By default, the crawler will respect robots data from robots.txt files, meta tags, and response headers. More information on the spec can be found at robotstxt.org.
Parsing robots data is done by the spatie/robots-txt package.
##Ignoring robots rules
You can disable all robots checks using the ignoreRobots method.
use Spatie\Crawler\Crawler;
Crawler::create('https://example.com')
->ignoreRobots()
->start();
You can re-enable robots checking after disabling it using the respectRobots method.
$crawler = Crawler::create('https://example.com')
->ignoreRobots();
$crawler->respectRobots();
##Accepting nofollow links
By default, the crawler will reject all links containing rel="nofollow". You can disable this check using the followNofollow method.
use Spatie\Crawler\Crawler;
Crawler::create('https://example.com')
->followNofollow()
->start();
You can re-enable nofollow rejection using the rejectNofollowLinks method.

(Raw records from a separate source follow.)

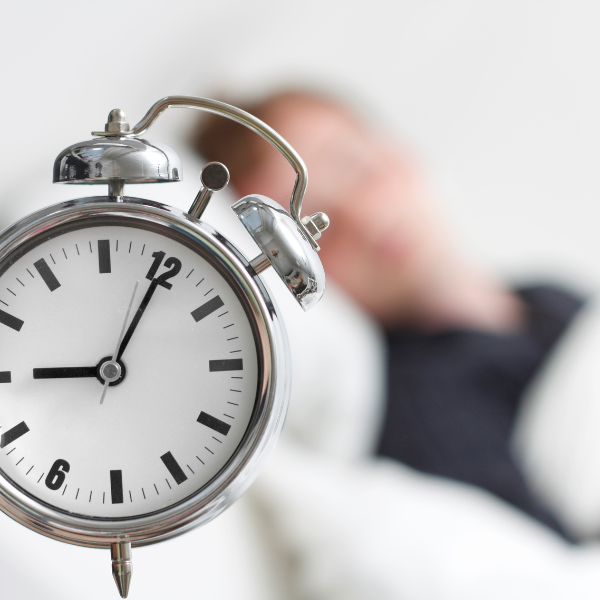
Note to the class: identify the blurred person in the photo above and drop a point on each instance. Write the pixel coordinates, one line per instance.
(462, 348)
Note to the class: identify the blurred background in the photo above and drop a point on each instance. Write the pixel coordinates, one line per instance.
(499, 100)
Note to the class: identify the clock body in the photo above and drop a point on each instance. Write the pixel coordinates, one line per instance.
(179, 430)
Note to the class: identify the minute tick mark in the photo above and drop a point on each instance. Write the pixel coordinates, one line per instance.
(47, 274)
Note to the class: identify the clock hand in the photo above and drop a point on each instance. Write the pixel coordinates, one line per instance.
(138, 315)
(64, 372)
(114, 359)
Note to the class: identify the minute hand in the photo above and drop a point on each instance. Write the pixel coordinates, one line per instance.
(138, 315)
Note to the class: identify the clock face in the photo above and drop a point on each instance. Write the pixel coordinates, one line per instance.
(109, 413)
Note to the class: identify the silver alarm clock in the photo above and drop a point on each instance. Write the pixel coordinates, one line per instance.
(144, 370)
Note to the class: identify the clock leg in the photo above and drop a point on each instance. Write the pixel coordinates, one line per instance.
(122, 566)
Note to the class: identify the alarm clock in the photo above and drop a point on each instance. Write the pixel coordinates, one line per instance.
(144, 369)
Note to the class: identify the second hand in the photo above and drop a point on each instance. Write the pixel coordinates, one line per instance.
(120, 338)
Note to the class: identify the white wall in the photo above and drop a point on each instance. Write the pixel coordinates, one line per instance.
(500, 98)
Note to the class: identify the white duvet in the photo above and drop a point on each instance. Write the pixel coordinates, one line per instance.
(327, 521)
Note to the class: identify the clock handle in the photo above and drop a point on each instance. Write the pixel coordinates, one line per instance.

$crawler = Crawler::create('https://example.com')
->followNofollow();
$crawler->rejectNofollowLinks();
##Custom user agent
The user agent is also used when checking robots.txt rules. When you set a custom user agent, robots.txt rules specific to that agent will be respected. For example, if your robots.txt contains:
User-agent: my-agent
Disallow: /
The crawler (when using my-agent as user agent) will not crawl any pages on the site.